103. The method of claim 98, wherein a level of a nucleic acid sequence selected from the group consisting of SEQ ID NOS: 55, 6, 30, 46, 56, 65, 25, 27, 35, 14, 21, 32, 51, 7, 11, 148 and 4 above the reference threshold indicates a cancer of thyroid carcinoma origin, and further wherein a level of SEQ ID NOS: 17 and 34 above the threshold indicates that the thyroid carcinoma origin is follicular or papillary.

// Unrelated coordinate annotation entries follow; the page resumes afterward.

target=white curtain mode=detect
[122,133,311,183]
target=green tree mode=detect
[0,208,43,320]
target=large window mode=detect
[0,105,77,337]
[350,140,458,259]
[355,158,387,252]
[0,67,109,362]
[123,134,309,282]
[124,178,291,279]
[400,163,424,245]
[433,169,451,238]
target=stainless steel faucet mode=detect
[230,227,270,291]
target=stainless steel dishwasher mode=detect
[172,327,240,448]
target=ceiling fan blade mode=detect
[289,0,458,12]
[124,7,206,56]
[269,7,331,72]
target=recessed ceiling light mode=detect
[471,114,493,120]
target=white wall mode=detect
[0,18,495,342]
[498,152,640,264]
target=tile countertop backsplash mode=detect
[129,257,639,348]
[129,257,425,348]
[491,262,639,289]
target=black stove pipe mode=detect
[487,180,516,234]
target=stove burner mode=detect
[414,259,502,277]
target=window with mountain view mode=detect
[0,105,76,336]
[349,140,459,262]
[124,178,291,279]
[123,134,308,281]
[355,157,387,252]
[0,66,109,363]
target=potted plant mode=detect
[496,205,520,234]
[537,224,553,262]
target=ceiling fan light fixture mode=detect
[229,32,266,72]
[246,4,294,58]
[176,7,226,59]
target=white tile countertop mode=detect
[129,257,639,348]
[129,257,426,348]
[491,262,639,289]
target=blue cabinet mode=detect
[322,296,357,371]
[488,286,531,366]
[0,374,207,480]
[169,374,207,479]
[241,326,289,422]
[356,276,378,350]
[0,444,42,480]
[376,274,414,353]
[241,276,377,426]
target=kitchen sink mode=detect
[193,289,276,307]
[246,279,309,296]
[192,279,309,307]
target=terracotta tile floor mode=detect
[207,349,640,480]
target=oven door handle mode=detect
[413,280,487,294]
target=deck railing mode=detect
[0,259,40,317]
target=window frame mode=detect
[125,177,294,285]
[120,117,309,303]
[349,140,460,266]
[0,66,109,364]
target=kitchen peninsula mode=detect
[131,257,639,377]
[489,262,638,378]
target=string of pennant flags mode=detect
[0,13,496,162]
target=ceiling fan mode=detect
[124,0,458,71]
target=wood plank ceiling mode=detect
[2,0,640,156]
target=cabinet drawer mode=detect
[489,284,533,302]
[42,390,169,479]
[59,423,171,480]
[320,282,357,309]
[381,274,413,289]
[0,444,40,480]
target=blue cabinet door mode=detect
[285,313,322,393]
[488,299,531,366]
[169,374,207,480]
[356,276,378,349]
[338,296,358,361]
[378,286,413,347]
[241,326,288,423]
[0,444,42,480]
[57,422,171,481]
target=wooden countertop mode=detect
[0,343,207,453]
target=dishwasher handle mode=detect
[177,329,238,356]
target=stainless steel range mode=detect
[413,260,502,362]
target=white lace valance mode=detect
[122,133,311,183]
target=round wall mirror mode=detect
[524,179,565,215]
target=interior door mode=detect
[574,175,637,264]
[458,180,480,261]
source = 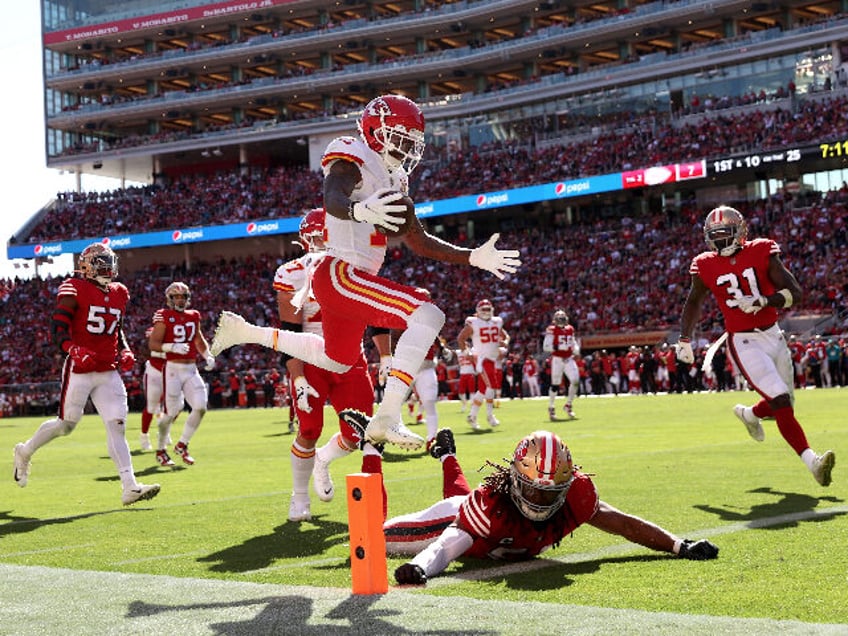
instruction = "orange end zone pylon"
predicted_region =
[347,473,389,594]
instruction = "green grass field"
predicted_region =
[0,389,848,634]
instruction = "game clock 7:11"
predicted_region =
[819,139,848,159]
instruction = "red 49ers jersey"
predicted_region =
[153,308,200,361]
[57,278,130,371]
[689,238,780,333]
[456,472,598,561]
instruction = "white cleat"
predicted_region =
[289,495,312,521]
[365,415,424,450]
[733,404,766,442]
[813,451,836,486]
[121,484,160,506]
[209,311,249,356]
[12,442,32,488]
[312,454,336,501]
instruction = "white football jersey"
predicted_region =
[465,316,503,364]
[321,137,409,274]
[274,252,322,336]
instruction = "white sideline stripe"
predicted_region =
[0,564,848,636]
[427,506,848,587]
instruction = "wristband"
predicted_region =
[347,201,359,223]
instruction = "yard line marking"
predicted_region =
[427,506,848,587]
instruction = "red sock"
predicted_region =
[751,398,774,419]
[362,455,389,521]
[442,455,471,499]
[774,406,810,455]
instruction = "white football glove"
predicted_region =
[736,296,768,314]
[468,234,521,280]
[674,340,695,364]
[350,188,406,232]
[377,356,392,386]
[294,375,318,413]
[162,342,191,356]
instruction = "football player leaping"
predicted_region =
[274,208,391,521]
[212,95,521,450]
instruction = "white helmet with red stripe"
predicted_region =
[704,205,748,256]
[509,431,574,521]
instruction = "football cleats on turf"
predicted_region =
[300,208,327,252]
[357,95,424,174]
[509,431,574,521]
[704,205,748,256]
[475,298,495,320]
[165,281,191,311]
[554,309,568,327]
[79,243,118,287]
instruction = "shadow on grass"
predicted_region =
[0,509,130,537]
[197,515,350,572]
[693,486,845,530]
[125,595,484,636]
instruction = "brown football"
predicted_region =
[377,195,415,238]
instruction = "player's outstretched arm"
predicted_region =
[589,501,718,561]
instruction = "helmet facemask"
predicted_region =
[509,431,574,521]
[475,300,495,320]
[374,122,424,174]
[79,243,118,287]
[165,282,191,311]
[704,205,748,256]
[357,95,425,174]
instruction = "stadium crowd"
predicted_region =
[0,185,848,412]
[19,94,848,243]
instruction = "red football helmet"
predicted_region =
[476,298,495,320]
[78,243,118,287]
[300,208,327,252]
[357,95,424,174]
[509,431,574,521]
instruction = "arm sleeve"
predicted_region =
[412,525,474,578]
[50,306,73,353]
[280,321,303,366]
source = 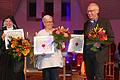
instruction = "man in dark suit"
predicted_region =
[84,2,113,80]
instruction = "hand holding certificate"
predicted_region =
[68,34,84,53]
[34,36,54,55]
[4,29,24,49]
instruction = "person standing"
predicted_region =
[36,15,63,80]
[0,16,24,80]
[83,2,114,80]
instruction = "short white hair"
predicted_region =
[88,2,99,12]
[42,15,52,22]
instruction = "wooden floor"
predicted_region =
[27,69,120,80]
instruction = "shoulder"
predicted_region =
[37,29,46,36]
[98,17,110,23]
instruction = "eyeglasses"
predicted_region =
[87,9,95,13]
[45,21,53,23]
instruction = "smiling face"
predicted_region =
[87,3,99,20]
[43,15,53,30]
[4,18,13,28]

104. The method of claim 98, wherein a level of a nucleic acid sequence selected from the group consisting of SEQ ID NOS: 55, 6, 30, 46, 56, 65, 25, 27, 35, 14, 21, 32, 51, 7, 50, 4, 39, 3 and 34 above the reference threshold indicates a cancer of a thymic carcinoma origin; or wherein a level of a nucleic acid sequence selected from the group consisting of SEQ ID NOS: 55, 6, 30, 46, 56, 65, 25, 27, 35, 14, 21, 32, 51, 7, 50, 4, 39, 3, 34, 69, 24 and 44 above the reference threshold indicates a cancer of urothelial cell carcinoma or squamous cell carcinoma origin, and further wherein a level of SEQ ID NOS: 1, 5 and 54 above the reference threshold indicates that the squamous-cell-carcinoma origin is uterine cervix squamous-cell—carcinoma or non-uterine cervix squamous cell carcinoma; or further wherein a level of SEQ ID NOS: 11 and 23 above the reference threshold indicates that the non-uterine cervix squamous cell carcinoma origin is selected from the group consisting of: a) anus or skin squamous cell carcinoma, and b) lung, head & neck, and esophagus squamous cell carcinoma.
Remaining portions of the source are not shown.